Костя молчал и таинственно улыбался.
– Да ведь я все равно узнаю от Шлимовича, сколько вы заплатили, – продолжала она. – Говорите.
– Девятьсот рублей. Даже можно так считать, что она много дороже мне обошлась.
– Не врете?
– Зачем же врать?
– Ну, спасибо вам. Еще раз скажу, что паинька-мальчик. Слышите, завтра пришлите мне парные сани. Я хочу в этой ротонде по Невскому кататься.
– Хорошо, хорошо.
– Ах, Надя, какая ты счастливая! А я так прошу, прошу у Николая Иваныча хоть куний воротник к пальту – и то не покупает, – сказала со вздохом статисточка.
– Вольно же тебе с музыкантом связываться! Ну что такое музыкант? Ну много ли он получает?
– Да ведь жених…
– Поди ты! Какой прок от такого жениха? Еще если бы музыкант-то был настоящий, а то дудка. За два рубля в вечер играет. Вот у меня саврасик… Правда, и он бывает иногда дрянь-мальчишка, но сегодня паинька.
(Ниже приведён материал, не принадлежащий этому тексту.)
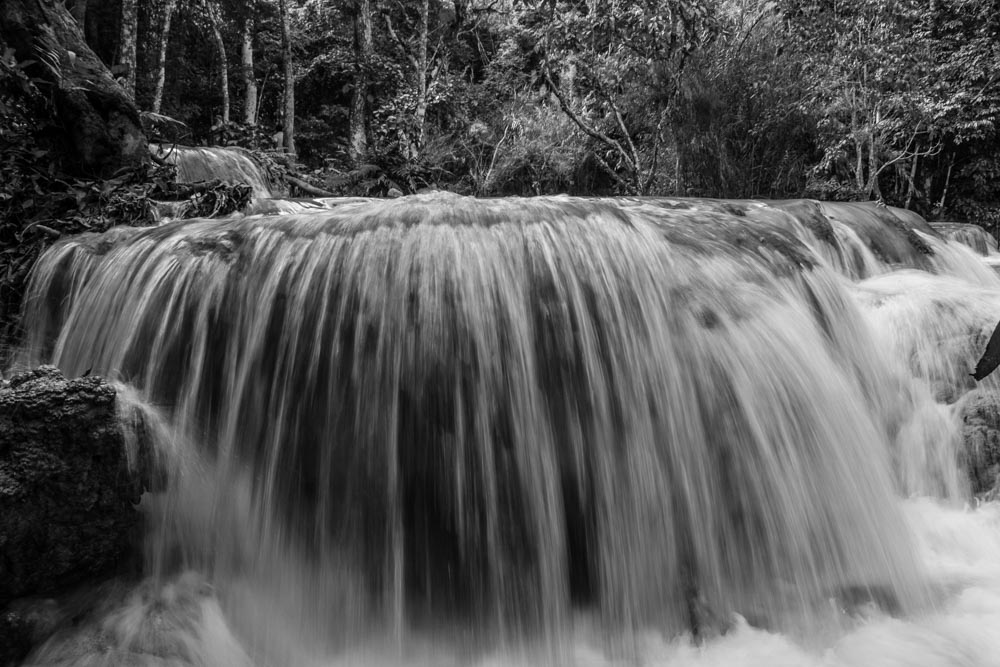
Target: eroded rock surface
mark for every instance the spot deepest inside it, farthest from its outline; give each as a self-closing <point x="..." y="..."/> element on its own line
<point x="67" y="496"/>
<point x="981" y="435"/>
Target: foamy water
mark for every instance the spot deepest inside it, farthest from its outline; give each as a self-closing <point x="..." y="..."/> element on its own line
<point x="540" y="432"/>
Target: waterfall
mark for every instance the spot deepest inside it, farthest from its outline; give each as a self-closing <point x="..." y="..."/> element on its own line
<point x="973" y="236"/>
<point x="230" y="163"/>
<point x="445" y="417"/>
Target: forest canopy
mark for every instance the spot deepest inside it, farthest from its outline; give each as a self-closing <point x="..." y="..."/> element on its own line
<point x="897" y="100"/>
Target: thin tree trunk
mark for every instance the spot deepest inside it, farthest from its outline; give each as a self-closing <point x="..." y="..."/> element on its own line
<point x="161" y="53"/>
<point x="911" y="188"/>
<point x="359" y="98"/>
<point x="220" y="49"/>
<point x="288" y="127"/>
<point x="249" y="81"/>
<point x="126" y="60"/>
<point x="421" y="112"/>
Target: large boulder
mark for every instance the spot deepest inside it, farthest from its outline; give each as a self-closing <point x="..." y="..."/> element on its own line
<point x="67" y="496"/>
<point x="981" y="435"/>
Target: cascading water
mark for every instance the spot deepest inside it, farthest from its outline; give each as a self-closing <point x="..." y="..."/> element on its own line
<point x="473" y="427"/>
<point x="227" y="163"/>
<point x="973" y="236"/>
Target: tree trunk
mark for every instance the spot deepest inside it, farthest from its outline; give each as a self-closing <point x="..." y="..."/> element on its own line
<point x="421" y="112"/>
<point x="126" y="60"/>
<point x="220" y="49"/>
<point x="100" y="122"/>
<point x="249" y="81"/>
<point x="161" y="53"/>
<point x="288" y="127"/>
<point x="359" y="97"/>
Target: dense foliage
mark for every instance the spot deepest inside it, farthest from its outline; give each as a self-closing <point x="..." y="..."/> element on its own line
<point x="855" y="99"/>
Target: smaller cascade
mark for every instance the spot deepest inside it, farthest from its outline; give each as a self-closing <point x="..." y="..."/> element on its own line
<point x="968" y="234"/>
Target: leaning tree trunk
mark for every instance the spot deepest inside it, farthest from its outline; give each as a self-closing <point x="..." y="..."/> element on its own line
<point x="249" y="82"/>
<point x="130" y="26"/>
<point x="288" y="127"/>
<point x="161" y="53"/>
<point x="101" y="125"/>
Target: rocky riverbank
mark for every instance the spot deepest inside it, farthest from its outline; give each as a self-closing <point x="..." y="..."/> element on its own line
<point x="68" y="500"/>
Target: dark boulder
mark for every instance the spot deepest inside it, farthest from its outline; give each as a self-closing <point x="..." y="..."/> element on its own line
<point x="981" y="437"/>
<point x="67" y="496"/>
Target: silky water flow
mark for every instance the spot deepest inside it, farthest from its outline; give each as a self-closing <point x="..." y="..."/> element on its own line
<point x="440" y="430"/>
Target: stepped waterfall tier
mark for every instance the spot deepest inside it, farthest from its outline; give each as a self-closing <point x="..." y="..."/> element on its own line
<point x="488" y="424"/>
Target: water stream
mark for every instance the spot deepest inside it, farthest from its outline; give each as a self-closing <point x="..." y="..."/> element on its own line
<point x="439" y="430"/>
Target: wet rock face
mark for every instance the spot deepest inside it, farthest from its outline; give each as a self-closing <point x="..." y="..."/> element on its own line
<point x="67" y="499"/>
<point x="981" y="435"/>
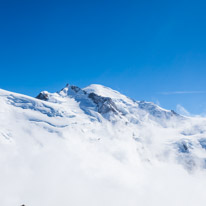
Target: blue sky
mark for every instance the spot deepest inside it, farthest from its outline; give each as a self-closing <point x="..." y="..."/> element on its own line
<point x="148" y="50"/>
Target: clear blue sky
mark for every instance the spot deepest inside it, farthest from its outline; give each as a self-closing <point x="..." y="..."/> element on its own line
<point x="151" y="50"/>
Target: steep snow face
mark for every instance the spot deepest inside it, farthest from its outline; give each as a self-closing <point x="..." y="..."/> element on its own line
<point x="95" y="146"/>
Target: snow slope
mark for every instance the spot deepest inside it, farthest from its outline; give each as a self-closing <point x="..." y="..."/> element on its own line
<point x="95" y="146"/>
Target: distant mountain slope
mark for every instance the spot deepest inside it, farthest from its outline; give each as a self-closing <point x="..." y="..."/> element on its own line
<point x="78" y="144"/>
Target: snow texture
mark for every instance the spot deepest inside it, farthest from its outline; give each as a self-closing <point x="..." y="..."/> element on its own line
<point x="95" y="146"/>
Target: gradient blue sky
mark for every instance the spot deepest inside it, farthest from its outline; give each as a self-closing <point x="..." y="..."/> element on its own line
<point x="148" y="50"/>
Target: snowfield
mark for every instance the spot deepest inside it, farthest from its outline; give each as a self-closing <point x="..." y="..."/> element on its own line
<point x="97" y="147"/>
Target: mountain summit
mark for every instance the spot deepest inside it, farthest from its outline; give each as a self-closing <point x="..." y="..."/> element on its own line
<point x="88" y="141"/>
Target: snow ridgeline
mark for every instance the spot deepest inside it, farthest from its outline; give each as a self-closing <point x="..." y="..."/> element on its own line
<point x="100" y="145"/>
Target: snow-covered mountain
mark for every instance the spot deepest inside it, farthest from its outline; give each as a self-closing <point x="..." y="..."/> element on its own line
<point x="95" y="146"/>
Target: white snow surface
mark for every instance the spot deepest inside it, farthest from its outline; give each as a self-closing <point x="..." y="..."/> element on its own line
<point x="95" y="146"/>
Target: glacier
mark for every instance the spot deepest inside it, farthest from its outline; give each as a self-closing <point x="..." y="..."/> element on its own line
<point x="96" y="146"/>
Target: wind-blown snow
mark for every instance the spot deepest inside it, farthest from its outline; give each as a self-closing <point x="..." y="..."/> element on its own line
<point x="95" y="146"/>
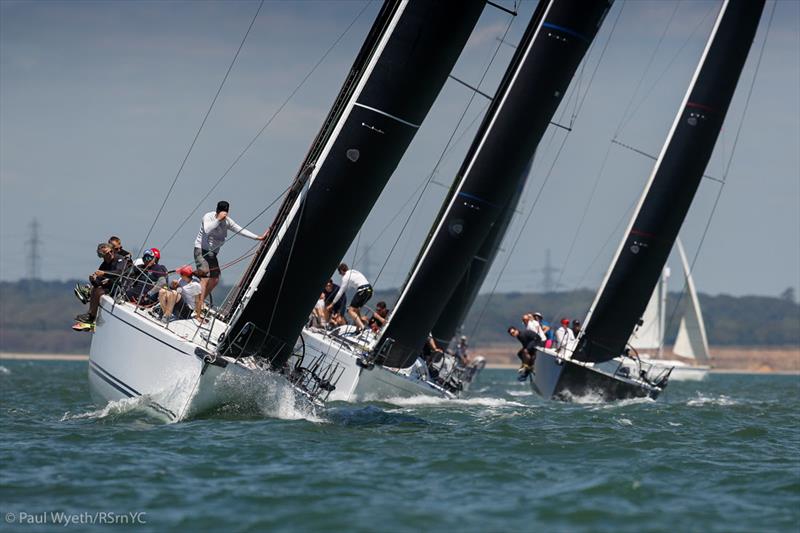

Знаете, за что вы сегодня паинька? – обратилась Надежда Ларионовна к Косте. – За то паинька, что придумали эту самую ротонду на сцену мне поднести. Я хотела вас ругать и даже очень ругать, а уж теперь и язык не поворачивается. И как это вы так придумали? Своим умом дошли или вас другой кто-нибудь надоумил?
– Своим. Только что ж тут такое? Букеты, обернутые вместо ленты шелковой материей на платье, подносят же, подносят разные серебряные сервизы и вазы, так отчего же букет, обернутый ротондой, не поднести? – доказывал Костя.
– Нет, я к тому, что вы всегда такой глупенький, а тут…
Верно, вас Шлимович надоумил?
– Ей-ей, своим умом. Я на тебя-то вот удивляюсь, как это ты нашлась, чтобы после поднесения надеть эту ротонду на себя и в ней выскочить?
– А что? Разве не хорошо?
– Напротив. Прелесть как хорошо. Ужасно чудесно вышло. Шик. Все в восторге. Офицер сейчас говорил, что это не всякая и француженка догадается.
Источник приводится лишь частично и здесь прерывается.